Electrocatalysis plays an essential role in diverse electrochemical energy conversion processes, and the searching for electrocatalysts based on earth-abundant metals is greatly important. Of particular interest are graphene-supported single atom catalysts (G-SACs) that integrate the merits of heterogeneous catalysts and homogeneous catalysts. Besides, the graphene support features a large surface area, high conductivity and excellent (electro)-chemical stability, making it a highly attractive substrate for supporting single atom electrocatalysts. Thus, a group led by Prof. Xiangfeng Duan from UCLA collaborated with researchers from BSRF reviewed the recent advancements in G-SACs for electrochemical energy conversion, from the synthetic strategies and identification of the atomistic structure to electrocatalytic applications in a variety of reactions, and finally conclude with a brief prospect on future challenges and opportunities. This review was published in the journal of Chem. Soc. Rev. on Oct. 21, 2019.

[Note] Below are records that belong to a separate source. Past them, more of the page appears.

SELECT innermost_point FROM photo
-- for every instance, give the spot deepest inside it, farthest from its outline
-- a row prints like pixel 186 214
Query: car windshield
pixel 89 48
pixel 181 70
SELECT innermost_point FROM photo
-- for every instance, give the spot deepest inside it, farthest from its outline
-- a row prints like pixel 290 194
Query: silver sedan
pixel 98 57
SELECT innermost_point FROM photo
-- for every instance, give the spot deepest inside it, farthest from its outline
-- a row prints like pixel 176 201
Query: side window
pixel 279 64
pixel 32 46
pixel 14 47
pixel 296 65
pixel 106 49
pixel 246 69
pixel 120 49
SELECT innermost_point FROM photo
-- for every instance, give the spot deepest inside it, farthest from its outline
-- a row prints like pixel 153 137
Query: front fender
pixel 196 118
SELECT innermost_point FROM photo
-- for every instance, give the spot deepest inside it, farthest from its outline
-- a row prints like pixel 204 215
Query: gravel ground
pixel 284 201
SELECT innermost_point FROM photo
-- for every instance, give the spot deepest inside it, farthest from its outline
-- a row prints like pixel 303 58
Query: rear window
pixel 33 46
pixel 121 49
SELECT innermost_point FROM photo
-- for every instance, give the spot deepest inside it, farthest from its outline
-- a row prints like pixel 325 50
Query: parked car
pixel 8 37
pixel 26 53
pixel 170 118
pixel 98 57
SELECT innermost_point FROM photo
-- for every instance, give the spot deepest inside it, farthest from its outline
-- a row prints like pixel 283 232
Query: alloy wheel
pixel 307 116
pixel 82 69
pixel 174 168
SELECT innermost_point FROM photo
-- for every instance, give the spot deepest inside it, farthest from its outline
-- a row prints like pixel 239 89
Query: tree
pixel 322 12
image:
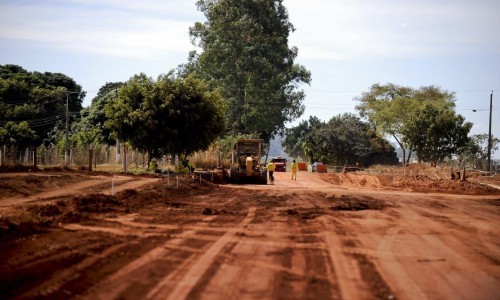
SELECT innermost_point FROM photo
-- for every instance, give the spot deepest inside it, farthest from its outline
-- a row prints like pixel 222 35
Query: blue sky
pixel 348 45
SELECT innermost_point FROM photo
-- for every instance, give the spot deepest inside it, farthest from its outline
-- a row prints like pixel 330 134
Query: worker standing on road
pixel 295 168
pixel 270 169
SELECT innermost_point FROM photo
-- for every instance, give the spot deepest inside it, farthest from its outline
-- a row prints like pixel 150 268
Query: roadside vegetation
pixel 243 83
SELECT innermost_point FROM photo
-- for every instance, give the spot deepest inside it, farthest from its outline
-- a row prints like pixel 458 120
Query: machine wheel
pixel 233 174
pixel 263 177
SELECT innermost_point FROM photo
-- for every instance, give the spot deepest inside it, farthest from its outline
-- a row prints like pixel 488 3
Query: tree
pixel 246 55
pixel 389 107
pixel 17 135
pixel 343 140
pixel 294 138
pixel 172 115
pixel 39 99
pixel 436 133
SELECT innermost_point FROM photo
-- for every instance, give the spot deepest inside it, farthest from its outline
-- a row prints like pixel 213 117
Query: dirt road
pixel 304 239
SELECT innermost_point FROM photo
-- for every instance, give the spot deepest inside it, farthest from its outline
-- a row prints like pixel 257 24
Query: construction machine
pixel 246 166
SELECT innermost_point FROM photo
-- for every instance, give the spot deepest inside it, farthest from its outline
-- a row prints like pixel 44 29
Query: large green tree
pixel 171 115
pixel 345 140
pixel 389 107
pixel 294 139
pixel 246 54
pixel 17 136
pixel 436 133
pixel 39 99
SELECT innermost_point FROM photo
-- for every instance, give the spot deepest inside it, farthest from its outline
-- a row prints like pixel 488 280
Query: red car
pixel 280 164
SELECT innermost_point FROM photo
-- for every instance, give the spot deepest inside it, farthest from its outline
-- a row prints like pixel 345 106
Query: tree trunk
pixel 409 155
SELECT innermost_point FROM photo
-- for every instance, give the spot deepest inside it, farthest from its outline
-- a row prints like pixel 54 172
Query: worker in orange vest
pixel 295 168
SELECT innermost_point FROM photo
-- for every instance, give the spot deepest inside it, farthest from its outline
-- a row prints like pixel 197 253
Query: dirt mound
pixel 421 183
pixel 426 185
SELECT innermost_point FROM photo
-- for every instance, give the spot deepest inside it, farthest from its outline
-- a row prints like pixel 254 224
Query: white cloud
pixel 137 29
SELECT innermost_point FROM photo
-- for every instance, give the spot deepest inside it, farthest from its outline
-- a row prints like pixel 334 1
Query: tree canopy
pixel 343 140
pixel 39 99
pixel 246 55
pixel 436 133
pixel 171 115
pixel 389 108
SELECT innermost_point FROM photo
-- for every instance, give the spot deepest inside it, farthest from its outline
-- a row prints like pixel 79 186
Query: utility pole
pixel 489 136
pixel 66 148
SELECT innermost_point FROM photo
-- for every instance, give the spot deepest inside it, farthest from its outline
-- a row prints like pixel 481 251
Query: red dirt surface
pixel 324 236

Pristine graphene is not a good support for G-SACs since most metal adatoms usually exhibit a rather low migration barrier and high mobility on pristine graphene even at room temperature. Therefore, the generation of defective sites or functionalization of graphene is generally required to create anchoring sites to stabilize metal atoms without the formation of metal aggregates. We summarized the synthetic strategies toward G-SACs, including pyrolysis and thermal activation (the precursors can be molecular/polymeric, GO or MOFs), electron/ion irradiation, ball milling, atomic layer deposition, photochemical reduction, and solution-phase synthesis.

The foundation for the establishment of the structure-to-activity linkage in G-SACs lies in the identification of the active site structure. Synchrotron X-ray absorption spectroscopy (XAS) is powerful to probe the coordination environment and the chemical state of the absorber in an element-selective way. Nonetheless, unambiguously extracting the exact atomistic and electronic structure by XAS remains neither trivial nor straightforward. Here we discussed the recent efforts in the employment of XAS for identifying the atomistic and electronic structure of the active sites in G-SACs. Then, we describe a global strategy for the structural identification by XAS that can reduce loose ends to a minimum, likely serving as a general guide for future studies facing the structural characterization of G-SACs.

We also summarized the recent progress in the applications of G-SACs in ORR, HER, OER, CO2RR, NRR and so on.

Finally, we pointed out that considerable challenges and opportunities remain for G-SACs from both fundamental and applied research perspectives. From the outset, the achievement of high metal loading in G-SACs with exclusive single atomic dispersion remains the most critical challenge for the field. Second, it remains difficult to correlate the exact structure configuration with the catalytic properties, which further precludes the establishment of design principles in optimizing the intrinsic activity of G-SACs. Lastly, there is little experimental insight into the metal–reactant and metal–support interactions in G-SACs under electrocatalytic conditions and a limited understanding of the mechanistic details of the reactions on the catalyst surface.

Graphene carbons as a support for single atom electrocatalysts and Schematic presentation of global XAS analysis strategy consisting of various EXAFS and XANES analysis approaches.

Article:

Huilong Fei, Juncai Dong, Dongliang Chen, Tiandou Hu, Xidong Duan, Imran Shakir,* Yu Huang* and Xiangfeng Duan*. Single atom electrocatalysts supported on graphene or graphene-like carbons. Chem. Soc. Rev., 2019, 48, 5207.